Credit and Debit Swipe Fees Are Killing Small Businesses

Opinion piece urges Congress to act in support of small businesses.

June 02, 2014

WASHINGTON – A recent opinion piece in the Daily Caller laments the big cost of swipe fees to small businesses. According to the piece authored by Don Nickles, chairman and CEO of the Nickles Group, small, Main Street businesses are engines of job growth and demonstrate what is best about our competitive American economy: entrepreneurship, ingenuity and thrift.

Nickels goes on to describe the “unfair and unnecessary challenge” that threatens the viability of many small businesses: swipe fees. Such fees cost merchants and consumers more than $30 billion each year.

Every time a customer swipes a credit or debit card to make a purchase, that business pays an interchange fee to the bank that issued the debit or credit card as well as network fees to the credit card company. For the last ten years this cost of doing business has been a merchant’s fastest-growing expense. On average, these fees have become the second-largest operating cost. For some, the fees paid approach their labor costs. American businesses pay the highest swipe fees in the world. Compare that with Australia, where the rate is one fourth what our businesses are paying, or Europe where the rate is roughly one third.

Credit and debit card swipe fees are centrally fixed by the dominant credit card companies so that every bank in America charges exactly the same schedule of fees. This price-fixing avoids competition and inflates costs. What’s worse is that for years, these fees have remained hidden. No competition and no transparency are a lethal combination for consumers and merchants alike.
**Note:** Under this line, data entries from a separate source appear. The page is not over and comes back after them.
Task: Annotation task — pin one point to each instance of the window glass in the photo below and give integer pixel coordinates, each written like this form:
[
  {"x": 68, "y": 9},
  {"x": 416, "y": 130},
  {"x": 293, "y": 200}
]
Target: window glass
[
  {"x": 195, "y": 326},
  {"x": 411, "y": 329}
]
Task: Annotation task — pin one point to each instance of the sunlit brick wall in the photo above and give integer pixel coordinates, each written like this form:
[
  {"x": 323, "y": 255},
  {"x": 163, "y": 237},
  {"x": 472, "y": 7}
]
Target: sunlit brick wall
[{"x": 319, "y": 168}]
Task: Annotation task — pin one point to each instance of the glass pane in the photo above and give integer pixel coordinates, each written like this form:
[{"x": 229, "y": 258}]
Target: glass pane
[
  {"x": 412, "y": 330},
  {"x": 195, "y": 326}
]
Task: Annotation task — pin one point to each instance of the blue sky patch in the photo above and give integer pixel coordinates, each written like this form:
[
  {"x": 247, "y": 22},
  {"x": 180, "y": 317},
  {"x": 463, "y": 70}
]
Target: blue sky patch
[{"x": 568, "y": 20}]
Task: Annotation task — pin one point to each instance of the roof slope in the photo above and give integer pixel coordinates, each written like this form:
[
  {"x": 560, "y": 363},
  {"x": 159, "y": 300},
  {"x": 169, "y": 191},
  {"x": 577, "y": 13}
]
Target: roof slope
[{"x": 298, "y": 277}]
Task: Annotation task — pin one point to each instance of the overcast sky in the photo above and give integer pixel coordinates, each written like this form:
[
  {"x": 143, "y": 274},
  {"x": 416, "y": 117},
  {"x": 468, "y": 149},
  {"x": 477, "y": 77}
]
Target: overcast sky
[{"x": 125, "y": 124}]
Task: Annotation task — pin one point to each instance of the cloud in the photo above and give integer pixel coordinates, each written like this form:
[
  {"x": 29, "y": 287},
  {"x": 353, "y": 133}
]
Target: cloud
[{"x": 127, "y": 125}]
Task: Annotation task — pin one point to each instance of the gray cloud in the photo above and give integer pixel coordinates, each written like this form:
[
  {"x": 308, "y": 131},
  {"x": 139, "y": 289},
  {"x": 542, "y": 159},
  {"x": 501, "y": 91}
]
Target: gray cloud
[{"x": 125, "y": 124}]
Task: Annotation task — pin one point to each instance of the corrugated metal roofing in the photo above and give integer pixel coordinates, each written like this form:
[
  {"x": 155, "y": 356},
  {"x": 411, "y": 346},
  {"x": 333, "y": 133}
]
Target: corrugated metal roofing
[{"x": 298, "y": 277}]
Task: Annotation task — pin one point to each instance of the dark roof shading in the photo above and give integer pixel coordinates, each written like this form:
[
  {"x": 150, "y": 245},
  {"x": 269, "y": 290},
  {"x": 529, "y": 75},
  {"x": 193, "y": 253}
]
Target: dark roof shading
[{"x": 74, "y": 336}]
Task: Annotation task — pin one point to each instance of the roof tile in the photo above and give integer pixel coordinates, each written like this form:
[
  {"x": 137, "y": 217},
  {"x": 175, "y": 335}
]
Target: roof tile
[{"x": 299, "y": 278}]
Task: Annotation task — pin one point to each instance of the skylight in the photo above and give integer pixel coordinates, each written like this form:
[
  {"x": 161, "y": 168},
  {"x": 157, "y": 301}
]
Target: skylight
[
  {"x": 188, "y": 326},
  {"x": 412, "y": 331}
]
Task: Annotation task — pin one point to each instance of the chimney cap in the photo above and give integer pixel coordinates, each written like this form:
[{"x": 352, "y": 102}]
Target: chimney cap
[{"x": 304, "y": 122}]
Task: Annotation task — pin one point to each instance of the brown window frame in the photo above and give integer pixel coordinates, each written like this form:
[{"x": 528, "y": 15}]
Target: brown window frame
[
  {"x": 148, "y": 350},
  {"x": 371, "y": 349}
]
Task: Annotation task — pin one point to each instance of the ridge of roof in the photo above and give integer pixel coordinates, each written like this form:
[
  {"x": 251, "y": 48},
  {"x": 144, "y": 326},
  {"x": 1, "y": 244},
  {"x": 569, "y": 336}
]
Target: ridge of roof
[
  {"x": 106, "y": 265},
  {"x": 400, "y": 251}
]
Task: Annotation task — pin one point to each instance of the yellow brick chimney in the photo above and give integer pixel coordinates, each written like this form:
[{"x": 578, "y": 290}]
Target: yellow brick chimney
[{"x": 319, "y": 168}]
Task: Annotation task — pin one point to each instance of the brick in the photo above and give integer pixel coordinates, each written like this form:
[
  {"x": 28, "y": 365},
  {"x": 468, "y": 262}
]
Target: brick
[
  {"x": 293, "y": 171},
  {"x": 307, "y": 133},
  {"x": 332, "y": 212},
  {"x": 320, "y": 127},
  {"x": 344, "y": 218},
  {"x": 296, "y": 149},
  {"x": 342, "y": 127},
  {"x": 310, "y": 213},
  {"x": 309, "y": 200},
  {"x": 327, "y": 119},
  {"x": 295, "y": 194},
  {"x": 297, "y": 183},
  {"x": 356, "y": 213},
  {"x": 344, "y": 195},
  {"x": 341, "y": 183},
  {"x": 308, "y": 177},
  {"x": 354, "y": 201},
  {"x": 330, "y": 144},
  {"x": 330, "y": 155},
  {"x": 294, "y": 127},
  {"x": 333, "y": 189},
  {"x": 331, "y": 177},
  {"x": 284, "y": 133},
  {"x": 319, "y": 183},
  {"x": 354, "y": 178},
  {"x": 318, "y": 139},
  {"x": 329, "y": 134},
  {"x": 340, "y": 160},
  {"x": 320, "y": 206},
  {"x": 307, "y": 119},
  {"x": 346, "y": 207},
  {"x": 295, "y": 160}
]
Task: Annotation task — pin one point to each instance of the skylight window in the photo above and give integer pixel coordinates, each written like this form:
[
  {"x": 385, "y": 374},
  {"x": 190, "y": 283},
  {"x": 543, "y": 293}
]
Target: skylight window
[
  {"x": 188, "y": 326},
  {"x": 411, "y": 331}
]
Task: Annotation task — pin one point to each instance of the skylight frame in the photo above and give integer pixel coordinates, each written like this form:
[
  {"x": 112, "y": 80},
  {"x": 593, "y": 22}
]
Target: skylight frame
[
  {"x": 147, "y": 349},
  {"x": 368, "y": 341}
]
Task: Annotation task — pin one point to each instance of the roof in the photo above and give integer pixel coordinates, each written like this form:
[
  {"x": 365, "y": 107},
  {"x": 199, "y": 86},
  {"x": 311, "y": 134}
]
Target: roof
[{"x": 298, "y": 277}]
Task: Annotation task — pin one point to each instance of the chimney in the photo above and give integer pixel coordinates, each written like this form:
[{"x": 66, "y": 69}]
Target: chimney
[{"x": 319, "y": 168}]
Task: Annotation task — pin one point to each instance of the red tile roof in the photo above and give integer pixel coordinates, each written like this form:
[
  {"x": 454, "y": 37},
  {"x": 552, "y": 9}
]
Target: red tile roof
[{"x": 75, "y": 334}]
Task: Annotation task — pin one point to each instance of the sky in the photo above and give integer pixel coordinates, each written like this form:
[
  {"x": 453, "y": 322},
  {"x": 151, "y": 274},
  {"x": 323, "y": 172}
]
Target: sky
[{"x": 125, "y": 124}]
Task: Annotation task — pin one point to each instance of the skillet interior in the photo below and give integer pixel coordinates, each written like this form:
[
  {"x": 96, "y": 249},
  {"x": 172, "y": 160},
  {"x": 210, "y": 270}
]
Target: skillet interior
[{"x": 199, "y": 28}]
“My own small business experience taught me the importance of hard work and the value small employers bring to a community. I understand the challenge of meeting payroll, balancing your books and the thousand other considerations that come with being a business owner,” writes Nickles. “Too often, misguided government oversight and regulation hamper a business’ growth, but here a lack of good policy has stacked the deck against business.” He goes on to urge Washington to consider the implications on Main Street and — if needed — revise policy so small businesses can thrive.